La rosa y el agua
Mi rosa es muy delicada y fácilmente pierde su color rojo intenso y su esbelta y frágil figura. Es tan delicada que un sólo descuido puede echar al traste meses y meses de excelentes cuidados.
En verano, el calor es sofocante en nuestro planeta y mi rosa necesita que redoble mis esfuerzos. Los cuidados van en función de lo que la rosa necesita en cada momento y, bajo este sol de justicia, mi rosa necesita mucha más agua. Cualquiera sabría ver esto. No tendría más que coger una regadera y proporcionarle aquello que la rosa pide a gritos. Pero yo conozco a mi rosa y sé que no es bueno para ella. No así.

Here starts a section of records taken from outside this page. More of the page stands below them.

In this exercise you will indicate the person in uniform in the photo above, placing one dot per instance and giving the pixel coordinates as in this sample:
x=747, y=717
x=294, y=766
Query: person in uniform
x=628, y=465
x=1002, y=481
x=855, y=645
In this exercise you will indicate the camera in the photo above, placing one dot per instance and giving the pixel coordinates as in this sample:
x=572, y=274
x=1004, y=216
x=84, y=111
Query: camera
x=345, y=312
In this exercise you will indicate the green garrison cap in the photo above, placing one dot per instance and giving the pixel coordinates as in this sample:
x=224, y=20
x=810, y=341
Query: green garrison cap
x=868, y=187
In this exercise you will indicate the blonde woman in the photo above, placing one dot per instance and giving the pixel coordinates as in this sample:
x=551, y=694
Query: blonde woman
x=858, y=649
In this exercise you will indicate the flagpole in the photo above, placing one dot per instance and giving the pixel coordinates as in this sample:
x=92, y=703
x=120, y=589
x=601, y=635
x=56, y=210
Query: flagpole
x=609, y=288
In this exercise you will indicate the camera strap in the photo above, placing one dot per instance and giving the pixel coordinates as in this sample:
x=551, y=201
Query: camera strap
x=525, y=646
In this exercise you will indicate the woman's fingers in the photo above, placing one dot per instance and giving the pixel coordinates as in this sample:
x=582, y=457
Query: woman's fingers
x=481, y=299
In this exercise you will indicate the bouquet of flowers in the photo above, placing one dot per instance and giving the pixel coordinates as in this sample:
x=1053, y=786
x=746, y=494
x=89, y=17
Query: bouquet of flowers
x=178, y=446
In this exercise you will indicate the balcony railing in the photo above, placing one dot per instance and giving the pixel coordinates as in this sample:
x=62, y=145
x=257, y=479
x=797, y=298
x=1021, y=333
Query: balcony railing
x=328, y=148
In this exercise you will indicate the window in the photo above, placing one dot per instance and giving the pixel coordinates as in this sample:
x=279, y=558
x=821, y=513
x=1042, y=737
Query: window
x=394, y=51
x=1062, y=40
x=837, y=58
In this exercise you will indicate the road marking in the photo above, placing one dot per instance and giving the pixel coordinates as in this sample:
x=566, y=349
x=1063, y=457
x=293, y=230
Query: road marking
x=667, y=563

Mi rosa y yo hemos aprendido, ya hace tiempo, que cuidar también necesita de tiempos, de silencios, de esperas y que, no por mucho correr, nos cuidamos mejor el uno al otro. Por eso yo, cada día, espero a que el sol desaparezca para regar a mi rosa. Sé que, en la noche, mi rosa está casi desfallecida y que mucho le ha costado luchar en las horas de sol. Pero también sé que en el silencio de la noche, bajo la luna, en la soledad de quién se sabe acompañado, es cuando mi rosa mejor recibe el agua que le doy. Si la regara de día, el sol rápidamente neutralizaría el agua, dejaría sin efecto sus bondades y mi rosa, incluso, podría llegar a quemarse. ¿Es posible quemarse siendo cuidada? Es posible…
Cuidar es un arte y, como tal, no depende tanto de la buena voluntad del artista como de sus horas de aprendizaje con el pincel.